“Un baño de humildad”, por Danilo Arbilla

Con Horacio Verbitsky nos conocemos desde hace más de tres décadas. Participamos en varios congresos y reuniones e integramos múltiples paneles sobre libertad de expresión, prensa y cosas parecidas. En agosto del 2004 en Costa Rica declaramos ante la CIDH como peritos de la defensa en el caso Ricardo Canese Vs. Paraguay. Lo ganamos. Pero igual no creo que en estos momentos que Horacio sea el hombre indicado para pedirle que me vacunen un poco antes. Además, es un barriga fría.
El ministro Daniel Salinas me ha atendido varias veces y ha respondido sin problemas a mis requerimientos periodísticos. Además de un excelente ministro, Salinas es atento, amable, humilde y sin duda muy correcto. Por esto último es que no me animo a pedírselo a él. Me va a decir que no. Y si consulta a la gente de Cabildo Abierto menos. Les he dado algunos palos. Y eso que conozco desde hace cinco décadas a Hugo -el hermano mayor- y el Dr. Alberto Manini Rios, el padre, en algún momento fue mi director, también conozco al general y tengo un muy especial recuerdo de Bruno, un magnifico tipo, hoy fallecido y a quien hace muchos años, en La Mañana, lo pusieron a mi lado, como ayudante, en sus inicios en el periodismo.

Cincuenta y ocho años de periodista y me he quedado sin contactos. En tantos años fui columnista o corresponsal de más de 40 diarios del exterior; incluso stringer de The New York Times. En Uruguay, además de Búsqueda, fui Director de Noticias, he escrito para cinco diarios capitalinos desde mis inicios en Hechos y hoy lo hago semanalmente en El País y esporádicamente en Voces y en el interior en El Telégrafo de Paysandú, Correo de Punta del Este y El Heraldo en Florida. Además, en el Portal Uy-Press. Y no encuentro cómo vacunarme un poquito antes.

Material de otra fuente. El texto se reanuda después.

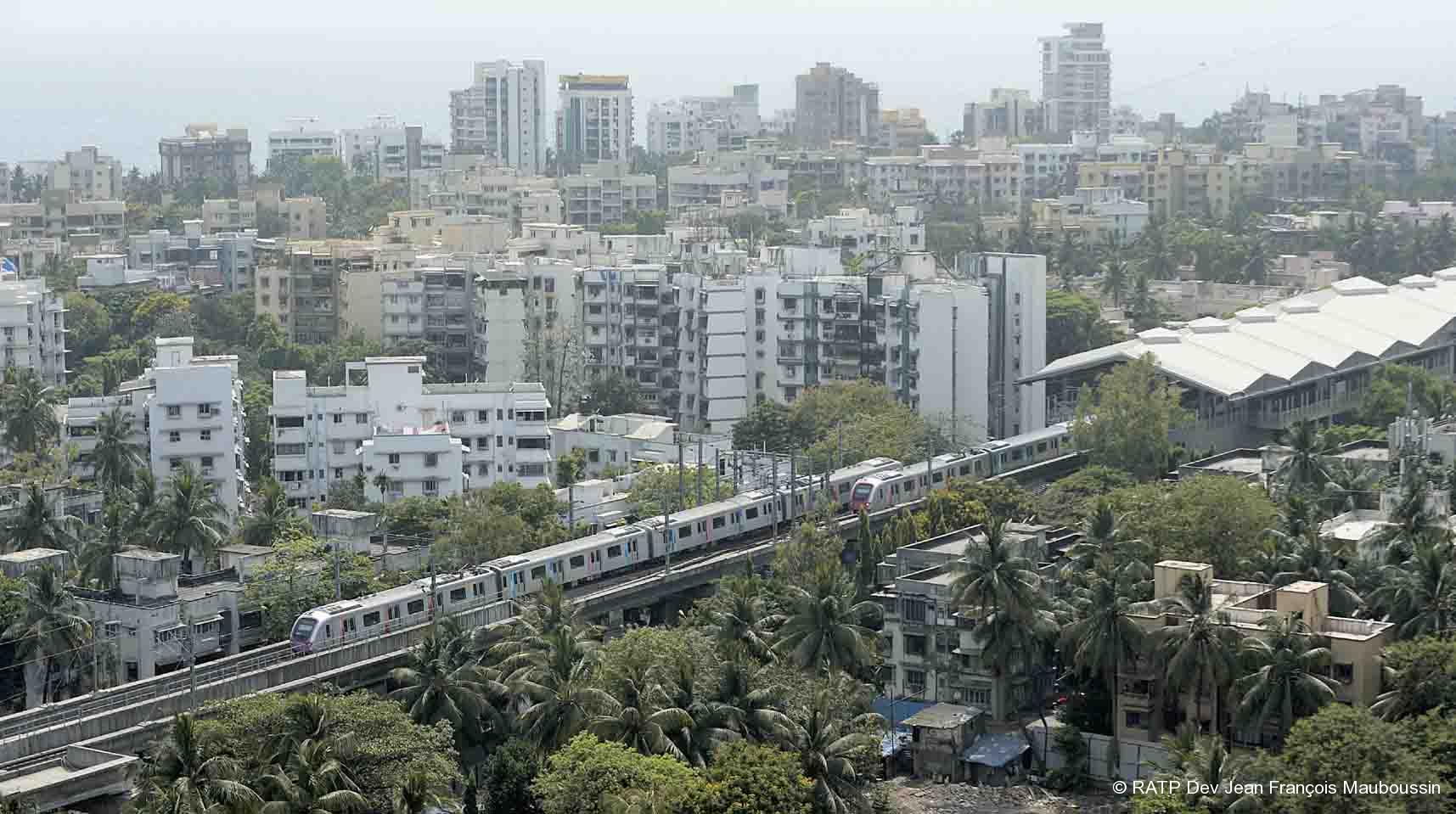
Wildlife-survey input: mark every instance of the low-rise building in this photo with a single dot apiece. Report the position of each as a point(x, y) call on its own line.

¿Sanguinetti o Mujica?. ¿Qué les voy a pedir, que me dejen el lugar de ellos? Cualquiera de los dos están mucho mejor que yo, es cierto, pero igual sería un desubique de mi parte.

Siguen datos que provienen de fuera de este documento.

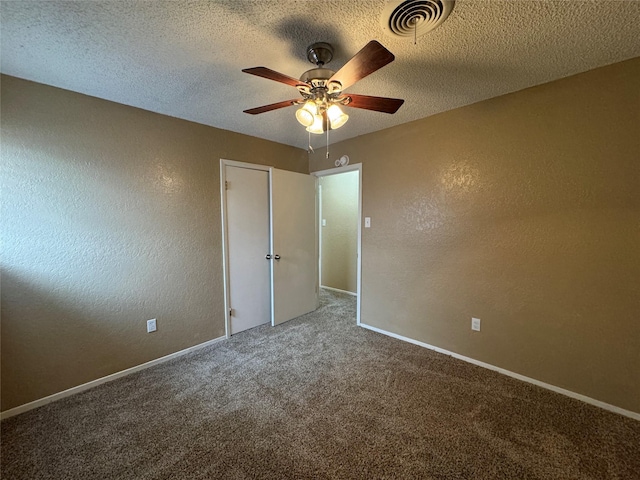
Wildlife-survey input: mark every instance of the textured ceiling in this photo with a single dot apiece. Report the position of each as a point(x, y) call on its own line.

En ASSE no conozco a nadie. Al Dr. Juan Carlos Otormin, notable periodista parlamentario y un gran dirigente sindical de la APU. Pero también es de los correctos.
¿El presidente? Conozco a sus padres desde antes que él naciera, También he conversado con él. Pero es difícil; ha dicho que él se vacunará recién “cuando le toque”, así que…
Pensé en el secretario de la Presidencia, que parece ser el dueño de la pelota. El hombre que maneja todo.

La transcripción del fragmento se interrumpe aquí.